Dopaminergic neurons are critical modulators for essential brain functions such as learning and memory, reward and addiction, motor control , and metabolism . My recent work identified a novel function of dopaminergic neurons in regulating aging and longevity in flies. I demonstrated that overexpressing the putative scaffolding protein Mask in small subsets of dopaminergic neurons significantly extends the lifespan in flies. Interestingly, the prolonged lifespan of the Mask-overexpressing flies is accompanied by sustained reproductive activities, contradicting the long-acknowledged inverse relation between reproduction and longevity.
This prevalent negative correlation between reproduction and longevity has been explained by the disposability theory that posits a competing allocation of energy between reproduction and somatic maintenance. However, my work, together with a few other findings in flies, suggested that extension of both lifespan and reproduction can be induced simultaneously by a variety of specific genetic manipulations. Moreover, such a co-extension also occurs in nature - the reproductive females of eusocial insects acquire physiological transformations that enable the expansion of both their reproduction capacity and lifespan.
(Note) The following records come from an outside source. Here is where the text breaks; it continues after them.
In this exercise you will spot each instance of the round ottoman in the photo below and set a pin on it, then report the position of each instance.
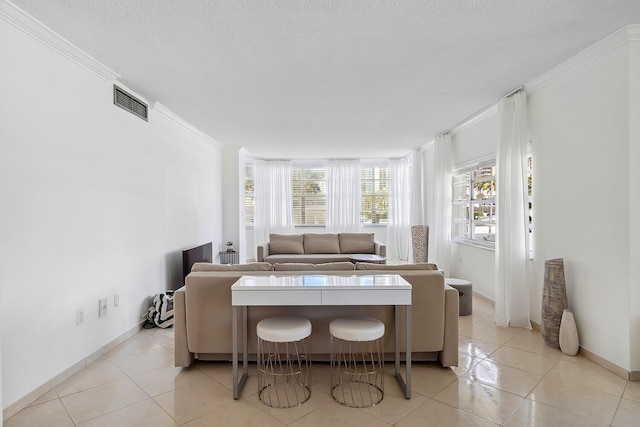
(465, 290)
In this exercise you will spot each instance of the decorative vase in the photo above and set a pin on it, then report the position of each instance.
(554, 301)
(568, 333)
(420, 242)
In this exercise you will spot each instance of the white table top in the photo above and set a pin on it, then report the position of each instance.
(320, 289)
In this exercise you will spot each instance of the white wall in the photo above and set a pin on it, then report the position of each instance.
(579, 126)
(470, 143)
(94, 202)
(585, 193)
(634, 207)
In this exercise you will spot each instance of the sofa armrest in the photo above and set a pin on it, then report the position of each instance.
(263, 251)
(182, 356)
(449, 354)
(380, 249)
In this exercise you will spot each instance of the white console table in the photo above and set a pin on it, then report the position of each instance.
(304, 290)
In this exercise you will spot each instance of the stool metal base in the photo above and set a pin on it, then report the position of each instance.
(357, 378)
(284, 373)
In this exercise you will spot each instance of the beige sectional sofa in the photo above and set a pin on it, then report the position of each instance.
(202, 310)
(318, 247)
It seems that a common mechanism may exist to actively induce adaptations to cope with the reproductive demands of the animals, which also at the same time intervenes the aging process and extends the lifespan. Inspired by this notion, I propose a reproduction-centered theory that explains the seemingly contradictory relationships of reproduction and longevity. The success of reproduction is essential for the survival of the species. From such a reproduction-centered perspective, the maintenance of the somatic tissues is not just critical for the survival of individuals but is, more importantly, essential for the fulfillment of reproduction. Therefore, I postulate that somatic tissues possess the ability to adapt to, instead of competing with, the animal's reproduction states and that such adaptations can consequentially impact aging and longevity.